Xcorr in a concrete situation: normalized/not (and how is it better?), biased/unbiased?

Question

Valeria on 30 Jun 2014

0
Link

Direct link to this question

https://www.mathworks.com/matlabcentral/answers/139537-xcorr-in-a-concrete-situation-normalized-not-and-how-is-it-better-biased-unbiased

Edited: Star Strider on 30 Jun 2014

Hello, I have 2 data sets, one is binned and another is not, 9000 values every. Something like this:

a = [23 45 88 9 0 29 30 60 0 2 10 100 0 60 90]
b = [0 0 0 1 1 0 0 0 0 0 0 1 0 0 1]

Actually, the "b" is the set of events (yes/now) which occurs during a continuous change of the intensity of a "signal" (the signal has values [0-100]). I performed the cross-correlation, because I want to find if the occurance of the events has something in common with the changes of a signal.

So I did:

maxlags = 300;
[c, lags] = xcorr(a-mean(a), b-mean(b), maxlags, 'coeff')
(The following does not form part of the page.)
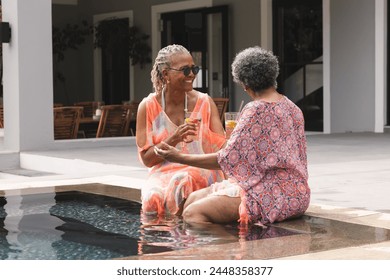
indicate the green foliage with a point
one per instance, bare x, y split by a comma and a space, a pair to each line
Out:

And also created a 10-times shuffled null-hypothesis:urge_shuffled=urge_new;

a_sh = a;
b_sh=b;
all_corr_rand_norm=[];
for k=1:10
    a_sh1 = a_shuff(randperm(length(a_sh)));
    a_sh = a_sh11;
    b_sh1 =b_sh(randperm(length(b_sh)));
    b_sh=b_sh1;
    [c_sh,lags]=xcorr(a_sh-mean(a_sh),b_sh-mean(b_sh),maxlags, 'coeff');
    all_corr_rand_norm (k,:) =c_sh;
end
    corr_rand=mean(all_corr_rand_norm);

- and also calculated the t-score values.

So finally I've got such a thing:

http://postimg.org/image/m5rddi5vh/

(sorry, can't upload directly this image as somehow, while editing, overpassed the limits for uploads for today)

At first I tried to do the correlation just with xcorr(a,b, maxlags, coeff), without substracting the mean, but in this case it gives me a very strange null-hypothesis (it's in red, the real correlation - in blue):

or, with bigger maxlags:

- it's clearly a triangle. I did some research in intrnet and even found some similar questions but the answers were, that these is because the "zero-padding" and that's why we should subtract the mean before the correlation.

Here is my 1st question: why in some cases people get a nice null-hypothesis even with the xcorr(a,b) - what it depends on?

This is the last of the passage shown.